Digital may be 'the future' but the adage squeezing a quart into a pint pot hold true - getting 6 channels into the space the carried one previously will have a downside when compared to analogue, which was never constrained in the same way.
What you need to do is find out which transmitter you recieve your strongest signal from and do a manual tune on the freeview box. You need to do this as some freeview boxes are not that clever, if they pick up a weaker transmitter after they have tuned the stonger transmitter the weaker signal gets stored, where some more expensive boxes measure the C/N and CBER/VBER rate and store those the channels which provide the best signal.

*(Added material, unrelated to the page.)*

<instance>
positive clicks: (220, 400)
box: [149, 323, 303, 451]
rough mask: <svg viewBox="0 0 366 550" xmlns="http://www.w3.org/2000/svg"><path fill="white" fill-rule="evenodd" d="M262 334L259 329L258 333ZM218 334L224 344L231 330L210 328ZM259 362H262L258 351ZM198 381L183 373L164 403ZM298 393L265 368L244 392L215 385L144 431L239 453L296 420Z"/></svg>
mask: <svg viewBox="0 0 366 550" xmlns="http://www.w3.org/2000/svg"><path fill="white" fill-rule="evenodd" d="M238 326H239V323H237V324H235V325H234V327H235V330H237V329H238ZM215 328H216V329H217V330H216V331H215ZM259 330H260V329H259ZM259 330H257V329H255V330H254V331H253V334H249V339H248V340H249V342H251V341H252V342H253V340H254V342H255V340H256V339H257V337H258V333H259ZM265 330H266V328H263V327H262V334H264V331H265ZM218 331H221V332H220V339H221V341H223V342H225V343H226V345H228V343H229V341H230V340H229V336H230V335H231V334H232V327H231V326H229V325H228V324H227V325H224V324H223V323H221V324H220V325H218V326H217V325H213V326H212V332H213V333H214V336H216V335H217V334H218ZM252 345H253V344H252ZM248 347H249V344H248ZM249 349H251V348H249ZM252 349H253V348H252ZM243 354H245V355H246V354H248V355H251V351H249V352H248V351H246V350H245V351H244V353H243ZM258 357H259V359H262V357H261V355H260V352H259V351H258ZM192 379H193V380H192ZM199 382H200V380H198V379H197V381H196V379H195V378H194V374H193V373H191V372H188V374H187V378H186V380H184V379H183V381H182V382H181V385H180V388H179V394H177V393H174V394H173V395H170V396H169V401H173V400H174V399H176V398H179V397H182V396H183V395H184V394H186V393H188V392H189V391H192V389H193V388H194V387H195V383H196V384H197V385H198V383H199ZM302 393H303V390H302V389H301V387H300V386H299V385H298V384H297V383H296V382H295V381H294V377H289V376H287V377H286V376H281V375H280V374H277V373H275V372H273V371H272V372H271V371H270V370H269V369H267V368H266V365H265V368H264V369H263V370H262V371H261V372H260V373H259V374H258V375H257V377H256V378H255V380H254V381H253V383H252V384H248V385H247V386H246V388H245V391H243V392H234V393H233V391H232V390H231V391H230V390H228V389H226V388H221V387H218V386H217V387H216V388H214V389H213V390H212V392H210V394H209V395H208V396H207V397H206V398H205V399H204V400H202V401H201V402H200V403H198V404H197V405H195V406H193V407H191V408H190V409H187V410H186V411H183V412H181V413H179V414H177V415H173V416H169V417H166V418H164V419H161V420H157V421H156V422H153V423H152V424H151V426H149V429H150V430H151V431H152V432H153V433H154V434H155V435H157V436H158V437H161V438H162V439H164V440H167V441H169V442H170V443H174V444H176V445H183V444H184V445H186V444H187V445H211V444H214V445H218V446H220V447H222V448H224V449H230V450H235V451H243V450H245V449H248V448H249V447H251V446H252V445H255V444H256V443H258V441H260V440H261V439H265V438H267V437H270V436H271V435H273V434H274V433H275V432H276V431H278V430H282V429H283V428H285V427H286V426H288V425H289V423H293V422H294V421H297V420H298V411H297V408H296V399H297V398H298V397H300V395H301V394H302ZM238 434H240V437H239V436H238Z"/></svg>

You also need the check if your aerial can receive digital channels, not all aerials can these aerials and digital channels are known as out of group channels, a good example of this is the Wrekin transmitter in Shopshire, back in the days of analogue a Group A aerial would have been used to pick up the analogue channels from the Wrekin UHF 23 - 35, but since the introduction of digital on the Wrekin the digital Muxes have been placed into Group B UHF 39 - 49, these are out of group for a Group A aerial you can just about squeeze the the first digital Mux CH 39 out of a Group A aerial the rest are just massively attenuated UHF 42 - 49, this is why a wideband aerial is very important for digital as it can see all the previous analogue groups A, B, C/D.